*Sand Hills Sioux, Western Settler Saga I
He picked up the eraser and drummed it on the big oak table, a present along with matching chairs from sister Katherine and her carpenter husband Jeremy which he built from scratch for Adam’s wedding. Solid as all Jeremy’s furniture was, Sis added a special touch, working some months to burn small symbols meaningful to the couple around the edge. It was a prized possession and one, at the moment, taking a mite of punishment from Adam’s disgruntled attitude.
Tossing his hat on the table, Step sat in the chair opposite the fireplace, liking the heat it put out less than Adam, always pleased that his wife Kate and he were in agreement over keeping their house cool even in winter. Always feeling the warmth in Adam’s dining room stifling, Step still remarked often on how the big stone fireplaces Adam and Stoney had built in each of their homes kept cold away better than any he’d ever known. For his own taste, rooms with small iron fireboxes made atmospheres more pleasant for sitting and talking or reading.
The brothers sat, accustomed to saying more without spoken words than most folks could with a book full of them. Finally, Adam tossed the eraser aside and looked up, impatient for whatever was on
Step’s mind this day. It wasn’t like him to leave the Sheriff’s office unattended during duty hours and, moreover, Adam was mindful of getting ledgers in order before his children and wife arrived home for supper. Overseeing the many strange little ventures the kin had interest in took much from family life he little liked sacrificing.
Step shifted in his chair. Adam’s impatience grew as much from discomfort with the grey season and annoyance with his ledgers as with Step staying quiet. Only a furrowed brow on his brother’s face and that Step wouldn’t make eye contact kept him from speaking, both features most not like Step under ordinary circumstances. Often named as impatient by many, Adam was not until he became so and now decidedly was.
Lifting his cup, Step took a drink. Looking across the rim, he stared direct at his younger brother. Deciding finally what was needful saying wouldn’t be until said, he advised, “Anton Petra is in town.”
Adam’s eyes tightened. “He’s asking for you.” Step added.
“Say why?” Adam asked, cocking a brow as Step shook his head imperceptibly. “Make a threat?”
“Nope. Just asking for you. Stopped in Mandano’s just before nooning, had some grub first then asked where you’d be found.”
Adam shrugged his shoulders. “Not hard to find if he was mindful.”
“That’s what was said, as I’m told. Seems Petra isn’t interested in coming out this way. Was told he’d wait ‘til you come to town then took up a room at the Hotel.” Pausing, Step brushed the star on his vest absent-mindedly, adding then, “Seemed to recall the name so took out journals the Marshal’s kept, read through notes left. He’s a man hunter known for killing from ambush.”
Adam stared over Step’s shoulder into the living room. The furnishings were simple, Western style and mostly fashioned by Jeremy and purchased from him by their agreement. The rest, including their favorite roll-up desk, had been bought with cash and shipped up from Denver or Santa Fe. Owning the freighting wagons made it a sight less costly to buy in either city, a fact Kate and Sis were more inclined to use to their advantage than his own wife. An oil painting on the far wall caught his eye, her gift to him on their second wedding anniversary depicted a band of fur and tasseled woodsmen fighting Indians in forests back east as she’d learned their Pa had done in earlier days. As eldest brother Mitchell did in their time, Pa served the Army just as his Pa and grandpa had in theirs all toward creating the great nation they lived in.
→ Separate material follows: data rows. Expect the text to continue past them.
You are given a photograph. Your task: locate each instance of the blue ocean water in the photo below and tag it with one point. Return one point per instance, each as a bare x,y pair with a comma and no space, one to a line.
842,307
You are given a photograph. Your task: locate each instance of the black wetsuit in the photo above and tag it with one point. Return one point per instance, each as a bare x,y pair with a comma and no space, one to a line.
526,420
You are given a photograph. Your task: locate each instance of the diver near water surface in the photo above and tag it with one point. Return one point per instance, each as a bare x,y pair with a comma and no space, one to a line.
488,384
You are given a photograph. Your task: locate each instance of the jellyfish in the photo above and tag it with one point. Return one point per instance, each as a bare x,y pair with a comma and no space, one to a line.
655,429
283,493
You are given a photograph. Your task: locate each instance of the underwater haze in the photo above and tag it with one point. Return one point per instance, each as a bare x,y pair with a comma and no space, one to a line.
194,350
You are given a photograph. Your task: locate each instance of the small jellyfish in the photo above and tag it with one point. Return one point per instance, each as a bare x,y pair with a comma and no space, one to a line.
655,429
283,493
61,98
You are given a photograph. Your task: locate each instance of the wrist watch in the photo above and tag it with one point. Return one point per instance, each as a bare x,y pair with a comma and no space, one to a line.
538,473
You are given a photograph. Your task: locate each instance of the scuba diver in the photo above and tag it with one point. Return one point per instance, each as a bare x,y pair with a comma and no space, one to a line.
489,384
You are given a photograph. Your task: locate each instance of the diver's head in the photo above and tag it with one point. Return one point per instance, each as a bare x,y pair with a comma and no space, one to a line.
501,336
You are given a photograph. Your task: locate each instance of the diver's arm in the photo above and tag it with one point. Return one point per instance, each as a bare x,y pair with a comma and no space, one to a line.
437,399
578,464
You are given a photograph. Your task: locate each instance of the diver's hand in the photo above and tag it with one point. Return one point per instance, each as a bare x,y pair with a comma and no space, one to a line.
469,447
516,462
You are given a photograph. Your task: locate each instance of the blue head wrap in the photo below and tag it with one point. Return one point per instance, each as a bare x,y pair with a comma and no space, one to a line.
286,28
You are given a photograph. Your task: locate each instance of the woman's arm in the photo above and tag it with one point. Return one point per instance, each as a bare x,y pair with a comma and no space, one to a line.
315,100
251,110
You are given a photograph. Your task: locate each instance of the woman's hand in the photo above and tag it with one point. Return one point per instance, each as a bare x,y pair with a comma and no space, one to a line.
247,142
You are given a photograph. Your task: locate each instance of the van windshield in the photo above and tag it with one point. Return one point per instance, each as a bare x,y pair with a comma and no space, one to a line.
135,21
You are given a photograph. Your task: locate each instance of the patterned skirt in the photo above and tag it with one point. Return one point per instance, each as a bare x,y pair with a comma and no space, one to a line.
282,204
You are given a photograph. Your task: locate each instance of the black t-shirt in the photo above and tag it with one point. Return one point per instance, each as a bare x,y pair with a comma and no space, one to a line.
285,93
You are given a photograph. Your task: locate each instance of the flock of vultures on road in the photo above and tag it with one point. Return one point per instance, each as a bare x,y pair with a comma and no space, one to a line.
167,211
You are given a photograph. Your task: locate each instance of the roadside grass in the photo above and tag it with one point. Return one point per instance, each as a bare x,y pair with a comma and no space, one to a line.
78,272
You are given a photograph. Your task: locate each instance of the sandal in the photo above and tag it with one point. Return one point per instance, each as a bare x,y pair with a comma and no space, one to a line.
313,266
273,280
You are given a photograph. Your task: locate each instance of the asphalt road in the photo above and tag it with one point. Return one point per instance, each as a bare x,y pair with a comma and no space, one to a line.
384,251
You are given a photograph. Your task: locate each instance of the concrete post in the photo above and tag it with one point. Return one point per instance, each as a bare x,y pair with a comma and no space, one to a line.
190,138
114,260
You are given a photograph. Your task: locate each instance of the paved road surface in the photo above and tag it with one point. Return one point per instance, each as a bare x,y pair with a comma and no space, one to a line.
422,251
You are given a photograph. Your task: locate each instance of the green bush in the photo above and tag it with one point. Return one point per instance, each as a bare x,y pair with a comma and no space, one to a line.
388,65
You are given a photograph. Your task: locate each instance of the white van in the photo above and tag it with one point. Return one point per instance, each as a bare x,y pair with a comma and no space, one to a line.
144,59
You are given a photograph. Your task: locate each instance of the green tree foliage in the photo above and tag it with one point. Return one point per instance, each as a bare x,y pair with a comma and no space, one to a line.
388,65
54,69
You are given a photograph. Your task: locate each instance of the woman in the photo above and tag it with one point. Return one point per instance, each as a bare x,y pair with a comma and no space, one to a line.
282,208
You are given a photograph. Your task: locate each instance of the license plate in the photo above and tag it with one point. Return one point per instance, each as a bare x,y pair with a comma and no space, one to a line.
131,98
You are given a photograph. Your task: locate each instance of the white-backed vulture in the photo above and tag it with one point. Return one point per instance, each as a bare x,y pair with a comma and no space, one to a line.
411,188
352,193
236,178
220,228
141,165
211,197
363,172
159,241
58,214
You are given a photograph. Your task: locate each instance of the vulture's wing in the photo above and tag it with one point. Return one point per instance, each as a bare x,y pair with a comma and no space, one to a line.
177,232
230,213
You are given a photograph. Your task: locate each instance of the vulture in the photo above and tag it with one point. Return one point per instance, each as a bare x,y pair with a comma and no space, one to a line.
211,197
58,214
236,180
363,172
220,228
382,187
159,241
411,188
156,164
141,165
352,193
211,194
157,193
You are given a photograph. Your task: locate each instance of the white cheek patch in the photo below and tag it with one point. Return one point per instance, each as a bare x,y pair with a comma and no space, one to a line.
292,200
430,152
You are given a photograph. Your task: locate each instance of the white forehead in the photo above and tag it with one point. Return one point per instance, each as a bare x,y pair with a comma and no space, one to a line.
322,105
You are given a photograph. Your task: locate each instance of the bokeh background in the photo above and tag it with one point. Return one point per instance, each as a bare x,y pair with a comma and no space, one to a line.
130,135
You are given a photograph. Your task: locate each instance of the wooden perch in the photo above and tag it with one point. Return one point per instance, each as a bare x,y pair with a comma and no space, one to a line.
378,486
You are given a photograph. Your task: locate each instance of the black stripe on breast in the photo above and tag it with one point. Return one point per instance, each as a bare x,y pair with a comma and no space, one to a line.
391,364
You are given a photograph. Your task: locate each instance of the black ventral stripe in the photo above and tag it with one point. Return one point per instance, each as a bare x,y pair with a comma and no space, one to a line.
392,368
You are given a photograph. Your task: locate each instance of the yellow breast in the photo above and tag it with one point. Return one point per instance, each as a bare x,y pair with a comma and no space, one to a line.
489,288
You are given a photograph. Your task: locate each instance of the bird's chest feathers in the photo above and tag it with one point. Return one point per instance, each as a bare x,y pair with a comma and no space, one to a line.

“Always wondered if he’d finally show up.” Adam offered, betraying no emotion. “Promised me someday he would.”
Much of Adam doing well for himself sprouted from three years as a US Marshal*, connections that post allowed him to make and many benefits it offered a young man of enterprising nature. His kin had success, also, after arriving rooted in soil Adam had found and cultivated. Without hard work shared among them, few of their doings would have been possible but together they built Morale and much of northeastern Colorado into a commercial and business center unmatched outside Denver itself.